The last thing you want to deal with is a financial disaster, like drowning in your former spouse’s debt. Jay Burns, the Founder, and CEO of Covenant Missions, here are four ways to improve your credit score after a divorce.
Every Decision Counts
First, you must know that every intelligent financial decision will save you worry and care altogether. In the process of either building or rebuilding credit, you want to ensure your bills are covered, and you are narrowing in on your debts if any. You may have been accustomed to cost-sharing, but you need to restrategize with that option unavailable.

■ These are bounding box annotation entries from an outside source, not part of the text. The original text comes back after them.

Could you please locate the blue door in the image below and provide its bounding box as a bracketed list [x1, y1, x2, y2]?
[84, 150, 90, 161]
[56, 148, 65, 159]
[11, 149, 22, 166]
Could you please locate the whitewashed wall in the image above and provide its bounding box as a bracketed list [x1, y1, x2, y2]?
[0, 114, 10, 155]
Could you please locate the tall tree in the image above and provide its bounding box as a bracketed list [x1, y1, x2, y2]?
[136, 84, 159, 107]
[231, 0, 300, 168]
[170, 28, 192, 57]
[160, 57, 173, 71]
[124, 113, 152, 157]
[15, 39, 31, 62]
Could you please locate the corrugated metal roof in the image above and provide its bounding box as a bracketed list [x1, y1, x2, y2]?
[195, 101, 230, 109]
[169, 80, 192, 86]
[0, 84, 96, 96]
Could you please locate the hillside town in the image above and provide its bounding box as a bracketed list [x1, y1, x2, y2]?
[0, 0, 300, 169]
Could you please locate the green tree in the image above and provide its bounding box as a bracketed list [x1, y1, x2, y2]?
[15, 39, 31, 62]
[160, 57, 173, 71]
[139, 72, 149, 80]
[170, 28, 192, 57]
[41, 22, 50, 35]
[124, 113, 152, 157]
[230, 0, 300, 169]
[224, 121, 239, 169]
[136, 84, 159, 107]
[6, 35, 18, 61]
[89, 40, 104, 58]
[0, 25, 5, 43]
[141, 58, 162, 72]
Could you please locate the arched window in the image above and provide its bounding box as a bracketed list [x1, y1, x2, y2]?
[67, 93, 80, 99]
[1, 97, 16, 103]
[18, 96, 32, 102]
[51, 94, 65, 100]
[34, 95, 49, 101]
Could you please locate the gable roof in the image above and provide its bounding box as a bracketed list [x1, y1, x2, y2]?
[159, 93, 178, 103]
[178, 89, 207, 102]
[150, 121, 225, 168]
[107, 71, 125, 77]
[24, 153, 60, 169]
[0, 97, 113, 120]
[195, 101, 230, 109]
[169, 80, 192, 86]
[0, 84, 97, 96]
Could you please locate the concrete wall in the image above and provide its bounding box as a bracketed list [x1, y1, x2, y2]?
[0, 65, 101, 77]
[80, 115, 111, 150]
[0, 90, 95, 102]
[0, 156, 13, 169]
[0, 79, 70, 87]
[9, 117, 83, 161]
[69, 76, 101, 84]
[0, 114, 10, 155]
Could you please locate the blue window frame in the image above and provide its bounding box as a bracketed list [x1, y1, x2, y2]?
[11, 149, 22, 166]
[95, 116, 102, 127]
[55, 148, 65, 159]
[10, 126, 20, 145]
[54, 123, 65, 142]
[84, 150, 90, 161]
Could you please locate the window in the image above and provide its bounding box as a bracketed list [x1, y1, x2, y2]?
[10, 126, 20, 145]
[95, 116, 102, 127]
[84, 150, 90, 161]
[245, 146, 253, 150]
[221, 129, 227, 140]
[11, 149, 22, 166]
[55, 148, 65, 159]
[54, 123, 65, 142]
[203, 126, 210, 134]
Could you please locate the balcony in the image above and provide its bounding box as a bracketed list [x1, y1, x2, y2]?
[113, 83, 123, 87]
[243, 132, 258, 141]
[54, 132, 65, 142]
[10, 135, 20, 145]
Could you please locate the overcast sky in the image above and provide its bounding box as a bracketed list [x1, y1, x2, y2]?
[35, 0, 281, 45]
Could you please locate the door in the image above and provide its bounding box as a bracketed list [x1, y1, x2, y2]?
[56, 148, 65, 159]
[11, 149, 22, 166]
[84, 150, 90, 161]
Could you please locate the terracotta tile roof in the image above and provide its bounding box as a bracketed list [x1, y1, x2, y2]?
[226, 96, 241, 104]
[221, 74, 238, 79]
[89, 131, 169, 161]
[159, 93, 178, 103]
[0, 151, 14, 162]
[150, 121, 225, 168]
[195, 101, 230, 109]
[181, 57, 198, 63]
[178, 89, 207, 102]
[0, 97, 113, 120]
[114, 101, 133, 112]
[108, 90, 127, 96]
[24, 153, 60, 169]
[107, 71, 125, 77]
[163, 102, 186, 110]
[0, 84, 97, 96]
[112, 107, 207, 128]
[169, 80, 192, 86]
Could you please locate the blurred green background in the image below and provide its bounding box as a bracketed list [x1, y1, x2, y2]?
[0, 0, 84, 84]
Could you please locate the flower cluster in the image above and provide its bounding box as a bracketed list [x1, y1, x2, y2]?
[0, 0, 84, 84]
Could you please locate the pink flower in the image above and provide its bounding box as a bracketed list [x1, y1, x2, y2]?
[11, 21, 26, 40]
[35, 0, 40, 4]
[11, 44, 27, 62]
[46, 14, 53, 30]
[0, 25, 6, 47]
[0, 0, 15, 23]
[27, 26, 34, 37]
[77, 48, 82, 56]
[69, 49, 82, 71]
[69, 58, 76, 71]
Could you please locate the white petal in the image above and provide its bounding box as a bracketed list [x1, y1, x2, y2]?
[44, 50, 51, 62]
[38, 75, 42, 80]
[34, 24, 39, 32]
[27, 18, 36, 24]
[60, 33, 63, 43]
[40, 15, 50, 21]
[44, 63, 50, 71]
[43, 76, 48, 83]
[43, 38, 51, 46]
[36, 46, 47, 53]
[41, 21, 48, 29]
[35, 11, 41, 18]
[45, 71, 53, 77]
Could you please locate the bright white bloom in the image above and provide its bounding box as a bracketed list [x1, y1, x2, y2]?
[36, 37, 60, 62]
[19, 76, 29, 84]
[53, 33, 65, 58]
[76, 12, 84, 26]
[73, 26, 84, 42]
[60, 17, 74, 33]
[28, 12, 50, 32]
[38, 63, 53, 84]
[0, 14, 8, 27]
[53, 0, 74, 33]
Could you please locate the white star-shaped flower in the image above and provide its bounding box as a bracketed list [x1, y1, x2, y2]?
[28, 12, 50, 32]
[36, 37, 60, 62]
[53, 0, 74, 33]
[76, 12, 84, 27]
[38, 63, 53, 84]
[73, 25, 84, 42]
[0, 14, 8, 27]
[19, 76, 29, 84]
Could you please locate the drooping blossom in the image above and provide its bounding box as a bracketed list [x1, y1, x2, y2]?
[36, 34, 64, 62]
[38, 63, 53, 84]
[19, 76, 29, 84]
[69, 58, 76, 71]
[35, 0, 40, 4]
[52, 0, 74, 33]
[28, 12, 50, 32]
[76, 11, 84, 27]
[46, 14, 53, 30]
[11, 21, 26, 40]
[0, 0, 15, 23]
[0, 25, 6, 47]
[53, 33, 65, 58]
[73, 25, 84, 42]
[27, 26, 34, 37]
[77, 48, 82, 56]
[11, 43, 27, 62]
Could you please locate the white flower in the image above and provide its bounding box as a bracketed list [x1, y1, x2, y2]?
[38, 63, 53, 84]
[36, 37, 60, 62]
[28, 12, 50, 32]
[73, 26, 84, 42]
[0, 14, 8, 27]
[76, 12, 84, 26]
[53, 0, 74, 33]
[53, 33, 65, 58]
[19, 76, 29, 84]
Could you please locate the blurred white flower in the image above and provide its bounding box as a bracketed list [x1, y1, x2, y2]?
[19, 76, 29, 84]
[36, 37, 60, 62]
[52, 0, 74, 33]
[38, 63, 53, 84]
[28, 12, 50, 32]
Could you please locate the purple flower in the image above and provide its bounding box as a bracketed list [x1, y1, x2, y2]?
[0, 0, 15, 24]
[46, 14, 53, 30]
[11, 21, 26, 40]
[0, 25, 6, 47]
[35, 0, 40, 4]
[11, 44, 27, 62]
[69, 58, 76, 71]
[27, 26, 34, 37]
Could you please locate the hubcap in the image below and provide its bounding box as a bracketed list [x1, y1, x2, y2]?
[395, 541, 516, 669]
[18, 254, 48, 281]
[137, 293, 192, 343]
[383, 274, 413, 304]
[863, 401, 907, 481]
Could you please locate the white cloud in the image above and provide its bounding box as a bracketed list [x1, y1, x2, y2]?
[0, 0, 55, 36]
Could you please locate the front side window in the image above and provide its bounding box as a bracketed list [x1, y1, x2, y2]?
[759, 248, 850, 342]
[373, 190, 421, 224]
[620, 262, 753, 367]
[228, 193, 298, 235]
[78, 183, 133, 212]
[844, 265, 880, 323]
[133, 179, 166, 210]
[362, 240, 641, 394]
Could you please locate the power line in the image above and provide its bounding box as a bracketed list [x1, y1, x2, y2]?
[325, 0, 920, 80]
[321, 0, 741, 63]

If your current income and child support (if applicable) are not sufficient, then you should consider working extra hours or finding a part-time job or a better-paying job all the same. Whatever your source of income, manage it well. If you are not used to being the manager of finances, ask for help from someone you trust so that you can come up with a viable budget.
Understand Your Responsibilities
Most couples usually have co-signed credit cards. A divorce does not mean you are off the hook to pay off joint debts. Should your spouse take over the card after the split, make sure to keep tabs on the accounts on the card because, in the legal sense, you are as answerable for any debts and late payments as the other person. This card still affects your credit score. According to some state laws, some collection agencies could still collect debts despite being off your credit report. Note that your divorce is not on your credit report. The last thing you want to do is end up in court against your ex-spouse over such matters, so take responsibility early enough.
Address The Matter of Joint Accounts
If you want total control and financial freedom from your ex-spouse, you must address joint accounts and debts. An ex-spouse could easily ruin your finances with an action like draining a joint checking account.
Do a refinancing, a balance transfer, and a consolidation so that each of you can be responsible for their finances. Open a checking account to deposit your paychecks and make credit cards and bills payments.
If you didn’t previously have any credit in your name, apply for just one national brand card like the MasterCard. Use the card regularly but wisely; charge it, then pay the balance entirely each month.
Lastly, you do not want to get into a messy situation when you already have so much going on, so when you come across companies that sell a quick fix to all your financial problems, think twice. If you hear suggestions like not to pay all your bills, run away. Suppose they are asking for a hefty upfront fee, runoff. You should read between the lines and understand that they do not have your best interest at heart.
While at it, if you have it in mind to change your last name to your maiden name, do so and get your new accounts in your new legal name.